Infrastructure projects are moving forward also in the neighborhood. Croats and Turks have signed an important contract, expecting a kilometer of modern two-lane railway line a month, while seven stations and stops and seven bridges will be reconstructed, 25 kilometers of noise protection walls will be built... The situation is similar in Montenegro. The important capital investments of the Government of Montenegro are underway, despite the difficulties caused by the coronavirus pandemic. The Public Works Administration currently has about 20 active construction sites. In order to prevent the spread of the coronaviruses, construction site workers are complying with all recommendations and measures adopted by the authorities in recent days, including social distancing and protective equipment (masks, gloves). The COVID-19 pandemic has reached the Slovenian construction industry in a good shape. New construction contracts strengthened in H2 2019, resulting in some of the fastest growth of construction in early 2020 in the whole EU. The activity continued into March 2020 even though the lockdown measures were already implemented. However, a decline is expected as halting construction works are affecting the entire sector:
There are some disruptions in the supply of materials as some manufacturers have stopped production and others have reduced production.
Construction work is being done less intensively mainly because of measures to protect workers.
Some foreign contractors have problems mainly with the logistics of their workers on projects in Slovenia.

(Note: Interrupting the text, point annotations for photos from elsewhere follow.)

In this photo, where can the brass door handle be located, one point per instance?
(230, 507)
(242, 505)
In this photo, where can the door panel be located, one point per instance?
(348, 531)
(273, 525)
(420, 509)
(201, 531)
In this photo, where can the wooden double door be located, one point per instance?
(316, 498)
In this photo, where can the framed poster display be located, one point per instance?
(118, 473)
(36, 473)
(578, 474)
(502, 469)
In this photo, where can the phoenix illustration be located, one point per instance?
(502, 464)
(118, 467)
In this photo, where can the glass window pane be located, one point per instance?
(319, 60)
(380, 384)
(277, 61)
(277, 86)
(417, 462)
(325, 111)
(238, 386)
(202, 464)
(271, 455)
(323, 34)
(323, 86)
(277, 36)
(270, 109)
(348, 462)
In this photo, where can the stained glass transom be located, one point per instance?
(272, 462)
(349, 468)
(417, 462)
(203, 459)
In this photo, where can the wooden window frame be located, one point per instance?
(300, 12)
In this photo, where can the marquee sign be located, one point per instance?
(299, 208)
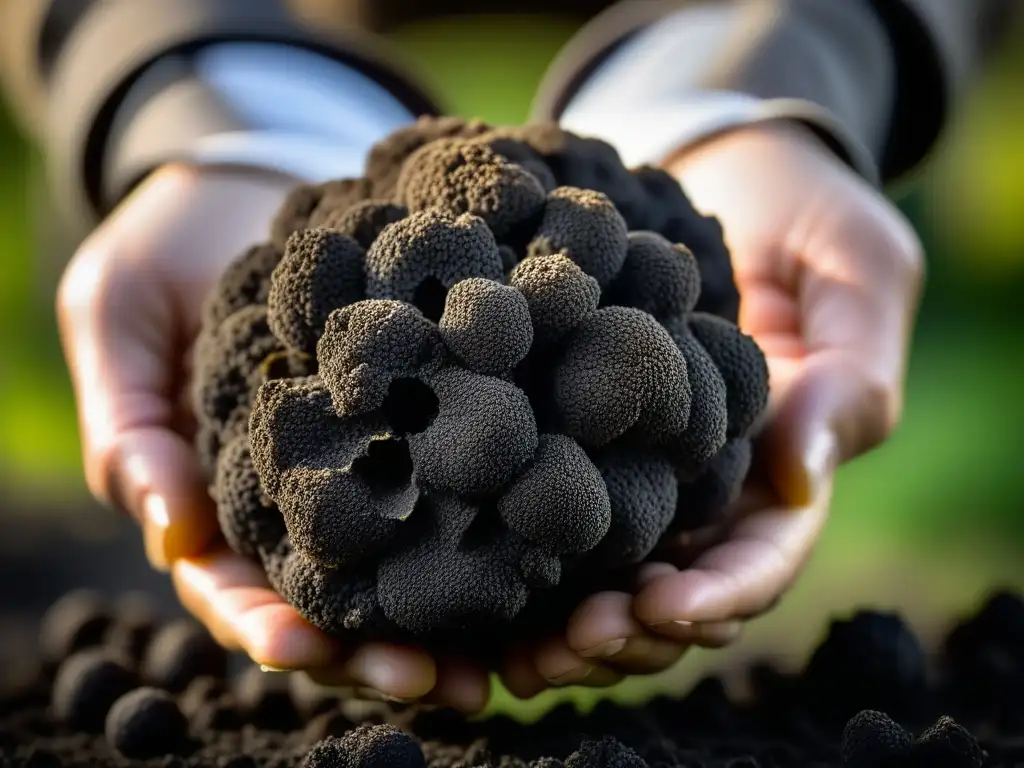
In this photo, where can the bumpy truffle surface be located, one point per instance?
(584, 225)
(467, 177)
(146, 723)
(322, 270)
(871, 739)
(498, 367)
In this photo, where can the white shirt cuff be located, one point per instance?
(310, 117)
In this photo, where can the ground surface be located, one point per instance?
(110, 683)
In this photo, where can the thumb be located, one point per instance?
(118, 330)
(830, 411)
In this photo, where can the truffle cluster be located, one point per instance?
(499, 360)
(867, 698)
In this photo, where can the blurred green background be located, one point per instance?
(927, 523)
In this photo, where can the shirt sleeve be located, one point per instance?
(875, 79)
(80, 59)
(255, 104)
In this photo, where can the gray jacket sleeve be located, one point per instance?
(876, 79)
(69, 65)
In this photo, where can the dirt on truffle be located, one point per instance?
(869, 696)
(486, 377)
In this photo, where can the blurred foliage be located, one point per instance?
(925, 523)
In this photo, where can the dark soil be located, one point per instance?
(168, 698)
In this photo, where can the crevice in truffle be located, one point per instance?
(410, 407)
(386, 467)
(430, 297)
(485, 528)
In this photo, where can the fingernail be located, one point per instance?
(156, 521)
(576, 675)
(819, 461)
(604, 650)
(374, 670)
(372, 694)
(815, 465)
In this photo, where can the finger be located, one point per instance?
(742, 576)
(462, 684)
(231, 597)
(559, 665)
(603, 629)
(859, 289)
(117, 327)
(519, 675)
(397, 672)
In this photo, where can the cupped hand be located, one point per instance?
(129, 308)
(829, 274)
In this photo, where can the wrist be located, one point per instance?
(764, 138)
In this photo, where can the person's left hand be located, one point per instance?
(828, 273)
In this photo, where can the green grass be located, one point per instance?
(926, 523)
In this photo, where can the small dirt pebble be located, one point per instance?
(215, 721)
(146, 723)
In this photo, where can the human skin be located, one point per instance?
(828, 273)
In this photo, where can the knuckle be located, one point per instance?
(882, 407)
(83, 280)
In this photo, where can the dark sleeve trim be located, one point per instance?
(923, 88)
(99, 65)
(599, 39)
(58, 23)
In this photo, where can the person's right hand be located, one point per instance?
(129, 308)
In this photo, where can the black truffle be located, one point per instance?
(246, 281)
(179, 652)
(608, 753)
(708, 426)
(707, 500)
(343, 487)
(584, 225)
(872, 656)
(742, 366)
(947, 744)
(146, 723)
(462, 177)
(677, 219)
(622, 371)
(321, 271)
(459, 569)
(364, 221)
(643, 495)
(560, 503)
(77, 621)
(87, 684)
(388, 156)
(249, 520)
(336, 600)
(657, 276)
(559, 294)
(368, 747)
(418, 259)
(370, 346)
(483, 433)
(264, 698)
(872, 739)
(473, 376)
(486, 326)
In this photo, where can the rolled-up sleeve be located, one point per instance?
(875, 79)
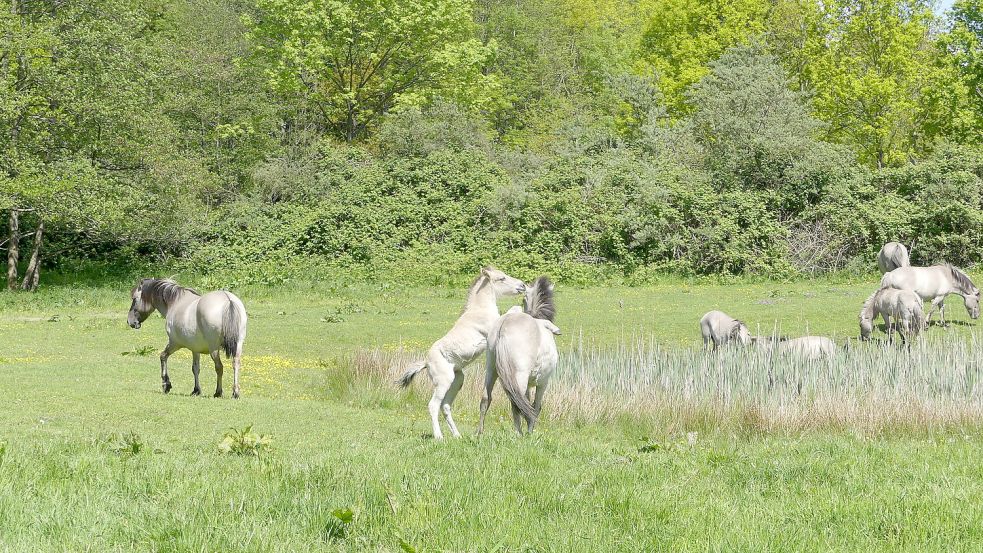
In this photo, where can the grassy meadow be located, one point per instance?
(645, 444)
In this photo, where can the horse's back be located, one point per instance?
(712, 321)
(811, 347)
(927, 282)
(213, 309)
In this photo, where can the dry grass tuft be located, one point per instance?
(868, 387)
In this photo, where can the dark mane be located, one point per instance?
(162, 291)
(962, 280)
(538, 302)
(476, 285)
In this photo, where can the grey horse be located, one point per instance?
(210, 323)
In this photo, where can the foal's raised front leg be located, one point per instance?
(491, 375)
(195, 368)
(937, 303)
(164, 378)
(217, 359)
(236, 364)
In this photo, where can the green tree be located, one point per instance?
(682, 37)
(964, 44)
(355, 61)
(877, 73)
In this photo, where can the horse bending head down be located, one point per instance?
(969, 292)
(152, 294)
(211, 324)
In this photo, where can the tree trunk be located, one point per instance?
(13, 249)
(33, 274)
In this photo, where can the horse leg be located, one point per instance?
(442, 375)
(491, 375)
(517, 419)
(537, 403)
(217, 359)
(236, 364)
(936, 304)
(164, 378)
(449, 399)
(195, 367)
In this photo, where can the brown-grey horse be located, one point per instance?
(210, 323)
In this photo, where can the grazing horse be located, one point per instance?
(901, 308)
(720, 328)
(892, 256)
(465, 341)
(935, 283)
(811, 348)
(522, 350)
(211, 324)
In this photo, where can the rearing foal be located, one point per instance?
(209, 324)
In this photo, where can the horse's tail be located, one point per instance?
(233, 327)
(407, 377)
(505, 366)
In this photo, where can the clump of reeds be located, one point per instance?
(936, 382)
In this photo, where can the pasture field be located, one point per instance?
(93, 457)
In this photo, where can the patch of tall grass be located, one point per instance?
(935, 383)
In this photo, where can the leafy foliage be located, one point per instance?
(245, 442)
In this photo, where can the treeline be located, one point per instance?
(418, 138)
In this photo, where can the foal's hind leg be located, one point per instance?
(195, 368)
(491, 375)
(236, 364)
(442, 375)
(164, 378)
(217, 359)
(449, 400)
(537, 404)
(937, 303)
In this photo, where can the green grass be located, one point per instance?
(73, 406)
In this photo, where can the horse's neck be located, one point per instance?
(870, 310)
(482, 300)
(163, 307)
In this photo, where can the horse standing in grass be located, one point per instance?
(935, 283)
(211, 324)
(720, 328)
(522, 350)
(899, 308)
(892, 256)
(811, 348)
(466, 340)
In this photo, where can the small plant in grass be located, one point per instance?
(141, 351)
(336, 527)
(245, 442)
(127, 444)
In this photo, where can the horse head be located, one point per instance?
(503, 284)
(140, 307)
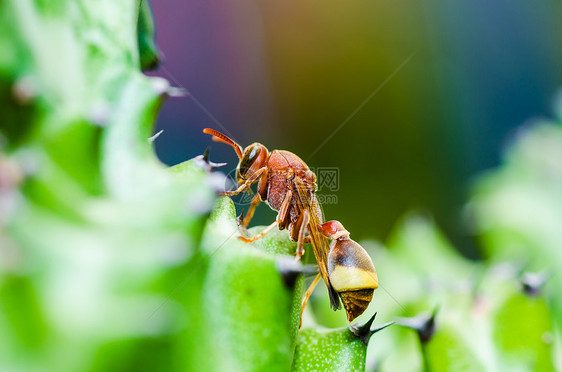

Yet, the construction industry has been relatively less affected than some other industries (like tourism) as most large projects continue even during the lockdown measures. The concern is the absence of real estate contracts as the risk of making long-term investment decisions has also increased.
Economic damage to construction segments will crucially depend on the duration of the crisis and the uncertainty it brings. According to some estimates, the short-term crisis is expected to result in a 5% drop in GDP. First indications that the return to the normal operation of the Slovenian economy is near were the announcements that several lockdown measures were to be relaxed by the end of April 2020. However, the actual fall of the economic activity will depend on the effectiveness of the state's actions, where Slovenian politicians have promised one of the largest stimulus packages in the EU – estimated at more than 6% of its GDP - but they will have to be implemented in an effective way.